Accepting any deal with borders still closed would mean that spilled blood was for nothing.
The Israeli authorities banned gatherings of more than 1,000 people in Tel Aviv, Jerusalem, and other areas within 50 miles of the Gaza border.
That might be for safety, but it is more likely a way to shut down peace protests that have gone uncovered by AmeriKa's jew$media.
Israeli aircraft, meanwhile, struck about 40 targets in Gaza, the army said. Palestinian officials said at least five people were killed in three separate strikes, two of them near mosques. Among the dead were three boys, a 10-year-old and two cousins, aged 12. At least five boys were wounded. The deaths brought the overall Palestinian toll since July 8 to 1,902, said Palestinian health official Ashraf al-Kidra. The war grew out of the killing of three Israeli teens in the West Bank in June.
Related: The 21st-Century's First Genocide
Israel and the NYT knew the kids were dead yet hid that information for a week so they could go after Hamas?
Israel blamed the killings on Hamas and launched a massive arrest campaign, rounding up hundreds of its members in the West Bank, as Hamas and other militants unleashed rocket fire from Gaza. Israel launched an air campaign on the coastal territory on July 8 and sent in ground troops nine days later.

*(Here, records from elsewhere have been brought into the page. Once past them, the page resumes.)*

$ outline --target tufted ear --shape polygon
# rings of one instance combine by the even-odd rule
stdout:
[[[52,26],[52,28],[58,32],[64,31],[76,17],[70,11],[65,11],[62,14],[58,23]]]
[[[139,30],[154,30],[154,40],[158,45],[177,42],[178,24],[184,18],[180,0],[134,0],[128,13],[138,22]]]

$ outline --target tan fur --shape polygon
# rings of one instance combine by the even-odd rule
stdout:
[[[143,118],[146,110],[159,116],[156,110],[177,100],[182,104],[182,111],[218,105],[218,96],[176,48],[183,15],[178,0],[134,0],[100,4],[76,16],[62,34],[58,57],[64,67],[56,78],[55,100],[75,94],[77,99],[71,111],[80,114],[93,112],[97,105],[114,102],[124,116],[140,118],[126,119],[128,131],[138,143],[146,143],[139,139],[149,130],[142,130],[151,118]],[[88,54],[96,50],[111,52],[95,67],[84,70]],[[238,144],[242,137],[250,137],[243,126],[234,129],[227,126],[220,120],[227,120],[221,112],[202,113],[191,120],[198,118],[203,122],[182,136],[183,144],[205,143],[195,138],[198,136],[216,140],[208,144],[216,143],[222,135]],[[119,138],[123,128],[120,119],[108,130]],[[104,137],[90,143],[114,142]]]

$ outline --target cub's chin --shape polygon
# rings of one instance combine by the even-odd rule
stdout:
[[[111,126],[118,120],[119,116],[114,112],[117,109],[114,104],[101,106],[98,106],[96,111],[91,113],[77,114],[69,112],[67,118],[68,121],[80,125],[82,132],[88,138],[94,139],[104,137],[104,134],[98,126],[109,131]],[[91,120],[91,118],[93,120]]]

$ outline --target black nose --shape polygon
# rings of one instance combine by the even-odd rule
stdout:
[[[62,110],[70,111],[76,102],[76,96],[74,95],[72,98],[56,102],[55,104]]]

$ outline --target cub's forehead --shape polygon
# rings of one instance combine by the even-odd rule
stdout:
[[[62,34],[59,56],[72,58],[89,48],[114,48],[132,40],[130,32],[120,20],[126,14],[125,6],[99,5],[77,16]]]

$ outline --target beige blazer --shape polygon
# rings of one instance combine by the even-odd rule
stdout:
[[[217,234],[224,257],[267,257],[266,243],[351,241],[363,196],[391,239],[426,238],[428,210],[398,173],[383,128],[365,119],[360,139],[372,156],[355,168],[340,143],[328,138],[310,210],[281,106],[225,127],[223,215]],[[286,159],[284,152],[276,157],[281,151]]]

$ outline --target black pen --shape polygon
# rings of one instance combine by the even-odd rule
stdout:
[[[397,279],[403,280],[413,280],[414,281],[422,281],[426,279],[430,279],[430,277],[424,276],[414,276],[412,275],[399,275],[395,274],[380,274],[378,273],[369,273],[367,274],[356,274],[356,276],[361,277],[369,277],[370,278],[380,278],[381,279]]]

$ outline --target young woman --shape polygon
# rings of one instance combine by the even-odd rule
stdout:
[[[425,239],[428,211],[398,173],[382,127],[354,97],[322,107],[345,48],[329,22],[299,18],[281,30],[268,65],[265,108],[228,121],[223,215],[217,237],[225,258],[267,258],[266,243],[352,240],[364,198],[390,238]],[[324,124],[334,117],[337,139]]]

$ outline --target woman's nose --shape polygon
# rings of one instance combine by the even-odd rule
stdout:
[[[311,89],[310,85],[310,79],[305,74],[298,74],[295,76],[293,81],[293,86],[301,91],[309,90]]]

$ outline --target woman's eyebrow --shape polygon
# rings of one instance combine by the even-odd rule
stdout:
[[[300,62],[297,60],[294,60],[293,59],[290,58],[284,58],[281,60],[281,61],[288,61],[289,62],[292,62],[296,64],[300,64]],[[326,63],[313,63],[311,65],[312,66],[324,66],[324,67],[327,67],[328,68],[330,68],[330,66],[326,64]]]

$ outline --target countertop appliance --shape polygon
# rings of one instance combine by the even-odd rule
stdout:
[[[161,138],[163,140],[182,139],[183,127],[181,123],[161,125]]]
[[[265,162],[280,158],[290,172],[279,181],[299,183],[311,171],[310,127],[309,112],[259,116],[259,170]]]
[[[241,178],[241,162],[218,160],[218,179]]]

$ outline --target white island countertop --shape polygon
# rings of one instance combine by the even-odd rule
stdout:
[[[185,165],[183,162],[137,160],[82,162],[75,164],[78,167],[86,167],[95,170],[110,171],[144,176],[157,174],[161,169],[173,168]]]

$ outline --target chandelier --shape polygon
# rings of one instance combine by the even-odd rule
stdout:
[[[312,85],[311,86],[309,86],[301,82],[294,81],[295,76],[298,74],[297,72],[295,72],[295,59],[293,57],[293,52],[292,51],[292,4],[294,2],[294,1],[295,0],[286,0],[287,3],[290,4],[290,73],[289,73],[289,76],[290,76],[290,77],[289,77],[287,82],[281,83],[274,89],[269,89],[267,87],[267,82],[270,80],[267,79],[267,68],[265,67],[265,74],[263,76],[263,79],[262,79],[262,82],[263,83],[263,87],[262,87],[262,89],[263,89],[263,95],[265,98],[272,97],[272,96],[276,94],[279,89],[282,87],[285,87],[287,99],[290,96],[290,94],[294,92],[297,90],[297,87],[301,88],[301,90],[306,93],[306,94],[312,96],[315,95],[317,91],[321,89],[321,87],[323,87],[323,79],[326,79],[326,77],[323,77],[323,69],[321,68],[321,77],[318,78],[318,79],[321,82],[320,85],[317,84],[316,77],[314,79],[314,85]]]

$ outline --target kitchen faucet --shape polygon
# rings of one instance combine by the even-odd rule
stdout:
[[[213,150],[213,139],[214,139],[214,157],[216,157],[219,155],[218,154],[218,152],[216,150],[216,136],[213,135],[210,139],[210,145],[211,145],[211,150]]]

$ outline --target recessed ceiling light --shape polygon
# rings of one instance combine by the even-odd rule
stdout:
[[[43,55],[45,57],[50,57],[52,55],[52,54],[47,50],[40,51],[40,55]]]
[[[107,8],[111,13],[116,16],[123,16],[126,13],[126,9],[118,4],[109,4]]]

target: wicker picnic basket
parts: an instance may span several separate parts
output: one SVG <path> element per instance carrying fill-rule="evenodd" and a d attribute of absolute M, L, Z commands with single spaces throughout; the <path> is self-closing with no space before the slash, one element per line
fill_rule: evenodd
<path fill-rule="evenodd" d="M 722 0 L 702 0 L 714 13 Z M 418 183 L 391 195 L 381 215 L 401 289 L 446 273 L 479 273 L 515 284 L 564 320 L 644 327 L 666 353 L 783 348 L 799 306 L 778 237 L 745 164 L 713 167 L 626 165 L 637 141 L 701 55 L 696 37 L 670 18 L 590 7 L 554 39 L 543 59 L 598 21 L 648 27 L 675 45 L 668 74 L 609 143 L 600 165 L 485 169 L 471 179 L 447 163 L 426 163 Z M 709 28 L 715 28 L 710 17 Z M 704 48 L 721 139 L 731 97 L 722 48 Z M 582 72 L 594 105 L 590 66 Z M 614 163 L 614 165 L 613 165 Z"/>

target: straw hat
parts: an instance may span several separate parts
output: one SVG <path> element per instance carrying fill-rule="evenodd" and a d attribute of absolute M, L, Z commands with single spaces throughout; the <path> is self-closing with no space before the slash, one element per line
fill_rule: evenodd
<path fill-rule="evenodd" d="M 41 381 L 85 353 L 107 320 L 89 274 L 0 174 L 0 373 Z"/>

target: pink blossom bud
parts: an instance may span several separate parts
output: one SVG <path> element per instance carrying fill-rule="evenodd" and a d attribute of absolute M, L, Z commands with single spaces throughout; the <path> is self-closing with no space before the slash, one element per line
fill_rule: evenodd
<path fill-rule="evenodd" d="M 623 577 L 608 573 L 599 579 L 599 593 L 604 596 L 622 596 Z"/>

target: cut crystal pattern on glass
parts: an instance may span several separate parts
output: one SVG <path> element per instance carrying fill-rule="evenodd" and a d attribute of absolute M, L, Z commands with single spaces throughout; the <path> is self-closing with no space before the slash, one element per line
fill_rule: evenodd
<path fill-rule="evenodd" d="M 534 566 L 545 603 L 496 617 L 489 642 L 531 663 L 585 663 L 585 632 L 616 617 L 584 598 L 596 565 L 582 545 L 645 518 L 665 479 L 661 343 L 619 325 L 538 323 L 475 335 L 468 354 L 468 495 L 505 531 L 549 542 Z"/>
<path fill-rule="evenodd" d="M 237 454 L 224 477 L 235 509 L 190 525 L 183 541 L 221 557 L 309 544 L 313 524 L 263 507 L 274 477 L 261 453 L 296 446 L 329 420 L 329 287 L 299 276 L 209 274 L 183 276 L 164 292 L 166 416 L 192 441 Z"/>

Why did they attack Gaza when the incident occurred in the West Bank and the suspects were not even from Hamas? What is with the AmeriKan jew$media and their obfuscation?
The U.N. said most of those killed in Gaza were civilians and that in dozens of cases, strikes hit family homes, killing multiple members of the same family at once.
That is not only genocide, it is Israel exercising extreme care.
Previous rounds of Israel-Hamas fighting ended inconclusively, setting the stage for the next confrontation because underlying problems were not resolved, particularly the stifling border closure of Gaza. Israel and Egypt imposed the blockade after the Hamas takeover of Gaza in 2007, and have since enforced it to varying degrees.
It wasn't a takeover, they won elections and the AmeriKan media know it, yet they still repeat the distortion.
The closure led to widespread hardship in the Mediterranean seaside territory, home to 1.8 million people. Movement in and out of Gaza is limited, the economy has ground to a standstill and unemployment is over 50 percent."
I don't know where this blog is going.